When I was a paramedic, I knew I was making a difference. I could see it every day in the families I tried to comfort, the kids I made laugh or the hands I held. But as I progressed in my career, I discovered that I wasn’t built to handle the emotional devastation that came with the job title. I was plagued by traumatic memories, haunted by things only heard of in nightmares and left angry at what seemed like the pointless suffering of others.

When I was a paramedic, I made a difference. It’s been well over a year since I had that sense of fulfillment. So, now what? I’ve been struggling with this for a long time. How do I make the lives of everyone around me better?

I don’t know.

I’ve always wanted to create change through my writing. But doesn’t everyone? It’s nearly impossible to stand out from the crowd nowadays. Everyone boasts a unique perspective; it’s easy to drown your own voice in the millions of others yelling to be heard. How do I make a difference?

I don’t know.

I may not have all of the answers, and I’ll never claim to have them. I don’t know why we suffer, why we die or why we break down. I don’t know why I panic when I hear sirens, why my heart races or why I can’t get rid of their faces behind my eyes. But I do know that we can help each other.

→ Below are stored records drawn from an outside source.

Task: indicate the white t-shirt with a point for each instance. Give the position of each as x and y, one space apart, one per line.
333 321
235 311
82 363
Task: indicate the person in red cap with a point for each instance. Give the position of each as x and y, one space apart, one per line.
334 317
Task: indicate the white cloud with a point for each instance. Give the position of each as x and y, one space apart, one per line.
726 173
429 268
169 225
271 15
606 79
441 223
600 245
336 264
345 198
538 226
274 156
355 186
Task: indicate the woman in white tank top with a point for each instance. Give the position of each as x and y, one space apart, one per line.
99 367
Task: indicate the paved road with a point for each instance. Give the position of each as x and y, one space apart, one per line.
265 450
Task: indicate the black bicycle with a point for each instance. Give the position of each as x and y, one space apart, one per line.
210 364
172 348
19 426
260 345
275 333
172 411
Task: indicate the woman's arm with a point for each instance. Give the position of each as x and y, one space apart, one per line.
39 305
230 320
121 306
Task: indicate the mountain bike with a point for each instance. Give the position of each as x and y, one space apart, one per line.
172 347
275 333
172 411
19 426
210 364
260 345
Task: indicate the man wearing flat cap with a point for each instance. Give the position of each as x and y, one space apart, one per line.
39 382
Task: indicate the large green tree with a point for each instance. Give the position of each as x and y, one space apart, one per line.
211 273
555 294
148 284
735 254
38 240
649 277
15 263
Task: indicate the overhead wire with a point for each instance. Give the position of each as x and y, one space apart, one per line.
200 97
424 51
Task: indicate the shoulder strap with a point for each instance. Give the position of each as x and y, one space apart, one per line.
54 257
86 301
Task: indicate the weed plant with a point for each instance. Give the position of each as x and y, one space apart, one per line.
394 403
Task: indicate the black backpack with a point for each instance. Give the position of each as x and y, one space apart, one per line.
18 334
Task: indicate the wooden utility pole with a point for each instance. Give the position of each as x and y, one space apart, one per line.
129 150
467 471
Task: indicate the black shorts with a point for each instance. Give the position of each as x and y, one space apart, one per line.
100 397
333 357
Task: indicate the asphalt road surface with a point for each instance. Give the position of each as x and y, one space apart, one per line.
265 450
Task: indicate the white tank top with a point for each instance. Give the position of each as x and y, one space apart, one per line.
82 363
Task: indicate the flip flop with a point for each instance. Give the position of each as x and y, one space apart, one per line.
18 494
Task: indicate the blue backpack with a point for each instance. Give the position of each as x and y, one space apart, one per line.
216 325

My hopes and dreams are to use the power of language to heal hearts, mend broken souls and cure whatever may be ailing their spirits. I want to dissect humanity’s fears, and let every single person know that we are in this together. We are not alone. I want to make an impact on the world, make it a better place, no matter what vocation I choose. Maybe, if there’s a little less suffering in the world, we can all love each other a little more.

I’ve often questioned if I did the right thing, leaving my uniform and my badge behind. What if there was one more person I could’ve saved? One more family I could’ve comforted? One more hand I could’ve held? But then again, there’s more than one way to achieve anything. There’s gotta be another way to make the world a softer place…right?